For the first attack scenario, the attacker enables the discard remainder token and store after payment options in the apps attack ui. This tells the app to use the current token until deactivated, instead of replacing it with a new token after a transaction. In the example, the attacker has enough points to get a reward and claims it at the store. If they try to spend the same token again at the same store, they get caught and their identity leaks, we show this later. However, they can go to another store (in our case change the current store in the settings), and spend the token again to get a second reward. After some time, the stores synchronize their transaction data and find this double-spending attack. The link algorithm extracts the attacker's identity such that stores can reclaim the stolen rewards with legal measures.

In the second attack scenario, the attacker wants to take a token T1 worth 16 and spend 4 points twice to get two valid tokens T2 each worth 12 points. These would be worth 24 in total and thus the attacker would have stolen 8 points. To try this, the attacker enables the discard remainder token option in the double-spending options. Then, they do the first spend transaction at the first store, which is successful. Then, they switch the store and try to get another remainder token. This attempt is blocked directly by the provider service, which is the only service that can update tokens and prevents this attack with a blacklist. Further, the attacker again leaked their identity and can be penalized for this double-spending attempt.

We previously mentioned that attackers' identities leak during double-spending attacks.

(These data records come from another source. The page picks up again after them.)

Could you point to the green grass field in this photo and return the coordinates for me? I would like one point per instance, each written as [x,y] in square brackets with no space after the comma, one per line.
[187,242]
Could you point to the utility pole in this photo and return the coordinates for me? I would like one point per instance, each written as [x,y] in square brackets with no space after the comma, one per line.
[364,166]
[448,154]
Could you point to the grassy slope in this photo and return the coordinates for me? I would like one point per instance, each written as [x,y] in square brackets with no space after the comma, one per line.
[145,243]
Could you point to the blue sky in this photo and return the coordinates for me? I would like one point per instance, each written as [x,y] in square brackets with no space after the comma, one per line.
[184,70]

For this, we have a web frontend with an overview of all registered users and their public keys. During double-spending, the corresponding secret key leaks and stores can identify attackers. Every store has a UI that displays all baskets and marks baskets that are associated with a double-spending attack in red. For this prototype, we only use a name to identify users, however, in the real world, this could be enriched with more information.

This project consists of an android app developed with Kotlin and Jetpack Compose, multiple Spring Boot services and packages for the cryptographic protocols and business logic (promotions). The cryptographic protocols are powered by cryptimeleon.

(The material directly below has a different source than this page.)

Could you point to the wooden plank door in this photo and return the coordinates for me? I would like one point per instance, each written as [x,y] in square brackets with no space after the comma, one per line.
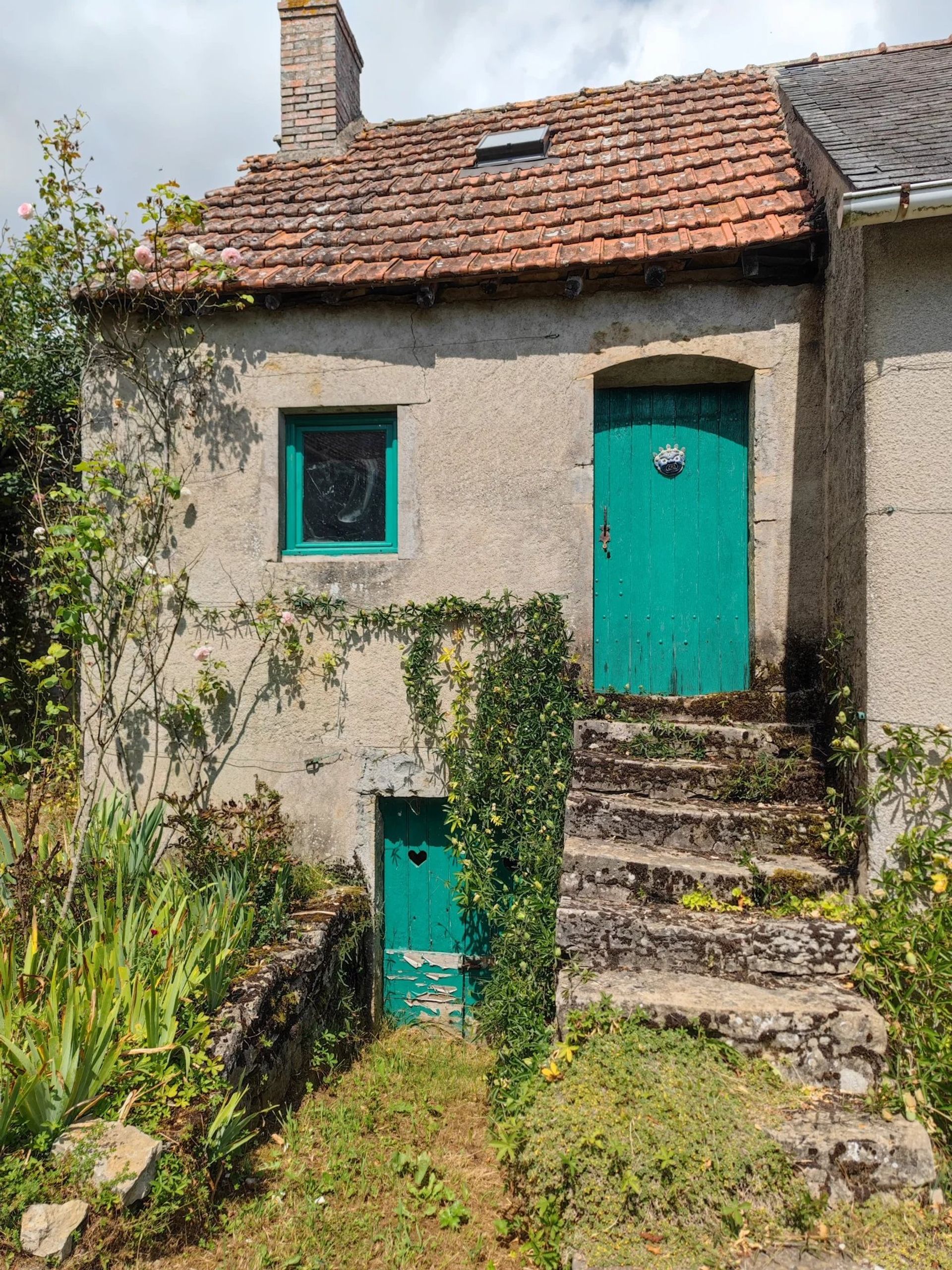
[670,575]
[434,956]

To build the project, you need Java 11 and Android SDK 33 (can be installed with sdkmanager or via Android Studio).

To run a benchmark, install mcl following these instructions and run ./gradlew :crypto:benchmark.

When you start the services (either locally or via docker), you can access the swagger api page at basepath/swagger-ui/index.html.

You can configure own promotion-sets in the bootstrap service. To add images, put the image in the web/public/assets/ folder. Use the promotion_name in lower case with spaces replaced by underscores and choose the jpg format. For a promotion named Christmas Promotion, name the image christmas_promotion.jpg.

We provide docker images of the services for custom deployments. To deploy the incentive-system follow these steps (tested on linux and macOS): 0. Install docker (tested on version 20.10.12) and docker-compose (tested on version 1.29.2)

1. Checkout this repository (you only need the contents of the deployment folder)
2. Change the HOST variable in deployment/deploy.sh to your server's url or localhost:8009 for a local installation
3. Run ./deployment/deploy.sh
4. The deployment runs at port 8009

If you want to build docker images locally, you can use the command ./deployment/build-docker-images.sh.

You can change the deployment's url in app/build.gradle by setting the deploymentBaseUrl variable before building. For local deployments, use the naming scheme http://xxx.xxx.xxx.xxx:8009 and add the line android:usesCleartextTraffic="true" to the AndroidManifest.xml to enable http.

Apache License 2.0, see LICENSE file.

We developed this project at Paderborn University within the transfer project T2 of the CRC 901 – On-The-Fly Computing.